BSPF - 03/12/2016
Agora que o governo e o Congresso estão mexendo em alguns
pontos importantes da legislação seria conveniente e oportuno que destravassem
(ou desengavetassem) propostas que visam à regulamentação de greve no serviço
público. Esse dispositivo da Constituição de 1988 ainda não foi regulamentado,
fato que causa transtornos para a população devido ao excesso de paralisações
em setores essenciais.
Um estudioso do assunto já disse que “parece evidente que
qualquer trabalhador deva ter o direito de reivindicação assegurado pela sociedade
e que, no impasse da negociação, também deva a ele ser garantido o exercício do
direito de greve”. No caso do servidor público esse exercício de paralisação,
como última forma de pressão, por vezes esbarra no interesse coletivo social,
no direito de terceiro, porque não dizer no senso da coletividade que enxerga
naquela função uma atividade essencial à sociedade.
O número exacerbado de movimentos de greve de servidores –
federais, estaduais e municipais – nesse momento de crise que o Brasil
atravessa, merece reflexão mais atenta na busca pela solução desse tipo de
conflito coletivo. Afinal, porque as escolas, o Judiciário, os hospitais,
autarquias federais, o INSS, o serviço de correio e, por vezes, a polícia,
param em protesto por causas diversas.
Ultimamente o STF tem se pronunciado para resolver
controvérsias e solucionar impasses pontuais, mas o correto e que houvesse
regulamentação legal sobre o tema. A última intervenção do Supremo foi para
declarar que o poder público deve descontar os dias parados por greve,
ressalvando que o desconto não poderá ser feito caso o movimento grevista tenha
sido motivado por conduta ilícita de o próprio Poder Público, e também deixou
em aberto a possibilidade de acordo de reposição dos dias parados.

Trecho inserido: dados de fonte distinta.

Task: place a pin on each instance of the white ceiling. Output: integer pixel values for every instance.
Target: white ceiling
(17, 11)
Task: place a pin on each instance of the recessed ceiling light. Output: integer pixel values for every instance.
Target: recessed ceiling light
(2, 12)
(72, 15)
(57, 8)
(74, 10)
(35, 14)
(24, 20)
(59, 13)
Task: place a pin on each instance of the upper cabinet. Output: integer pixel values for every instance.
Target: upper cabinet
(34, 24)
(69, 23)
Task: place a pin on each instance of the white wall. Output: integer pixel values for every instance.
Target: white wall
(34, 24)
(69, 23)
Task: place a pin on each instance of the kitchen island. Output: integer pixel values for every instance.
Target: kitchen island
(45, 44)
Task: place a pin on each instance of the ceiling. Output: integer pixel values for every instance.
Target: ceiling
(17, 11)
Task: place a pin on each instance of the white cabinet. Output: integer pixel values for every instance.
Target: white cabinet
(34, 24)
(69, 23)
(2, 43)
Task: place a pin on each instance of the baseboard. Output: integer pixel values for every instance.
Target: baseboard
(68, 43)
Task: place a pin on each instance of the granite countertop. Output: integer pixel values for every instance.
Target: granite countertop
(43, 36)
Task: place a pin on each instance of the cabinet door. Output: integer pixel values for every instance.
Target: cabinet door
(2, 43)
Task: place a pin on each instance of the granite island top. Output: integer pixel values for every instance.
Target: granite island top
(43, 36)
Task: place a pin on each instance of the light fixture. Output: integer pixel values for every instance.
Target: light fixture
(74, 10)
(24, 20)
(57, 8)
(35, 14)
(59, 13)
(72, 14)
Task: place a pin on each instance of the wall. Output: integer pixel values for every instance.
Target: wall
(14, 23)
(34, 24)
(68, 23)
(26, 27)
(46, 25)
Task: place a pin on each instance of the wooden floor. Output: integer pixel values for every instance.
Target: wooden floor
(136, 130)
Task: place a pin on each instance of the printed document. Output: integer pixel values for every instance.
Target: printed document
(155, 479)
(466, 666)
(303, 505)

No julgamento no STF o ministro Gilmar Mendes citou as
greves praticamente anuais nas universidades públicas que duram meses a fio sem
que haja desconto. “É razoável a greve subsidiada? Alguém é capaz de dizer que
isso é licito? Há greves no mundo todo e envolvem a suspensão do contrato de
trabalho de imediato, tanto é que são constituídos fundos de greve”, registrou
o ministro em seu voto.
Para ter uma ideia mais clara, não faz muito tempo os
motoristas e cobradores de ônibus de Curitiba (que prestam serviço público, embora
pertencentes à iniciativa privada) fizeram indicativo de greve ‘por suposição’.
Entenderam que as empresas não iriam pagar na data prevista o adiantamento
salarial, chamado de vale, e o sindicato decretou greve, o que seria normal se
houvesse um direito dos trabalhadores ferido, o que não era o caso, era mera
presunção.
No serviço público isso é também comum. Basta recordar o
caso dos professores estaduais do Paraná. Anualmente fazem paralisação para
“celebrar” um evento ocorrido há mais de dez anos, quando o governo usou a
cavalaria para dispersar os piquetes que ameaçavam invadir o Palácio Iguaçu.
Qual o motivo dessa greve anual? Nenhum. A lembrança do acontecido poderia – e
pode – ser marcado com manifestação, não com greve.
Na maioria dos movimentos grevistas os sindicatos apresentam
ampla pauta para no final negociar o mínimo (isso acontece também no âmbito
particular), no final defendem apenas o não desconto dos dias parados. Foi isso
que o STF determinou, decidindo que os dias de greve devem ser descontados dos
salários dos grevistas. A greve no serviço público está banalizada e gera
graves problemas aos cidadãos.
Não se trata de negar ou restringir o direito de greve dos
servidores públicos, constitucionalmente assegurado, mas sim a normatização
para que não mais haja distorções, abusos ou banalização. Penso que o Congresso
deve tratar seriamente dessa questão, sem preocupação em agradar ou desagradar
setores corporativos. Afinal, o direito do cidadão brasileiro está acima de
tudo – direito esse que vem sendo seguidamente desrespeitado.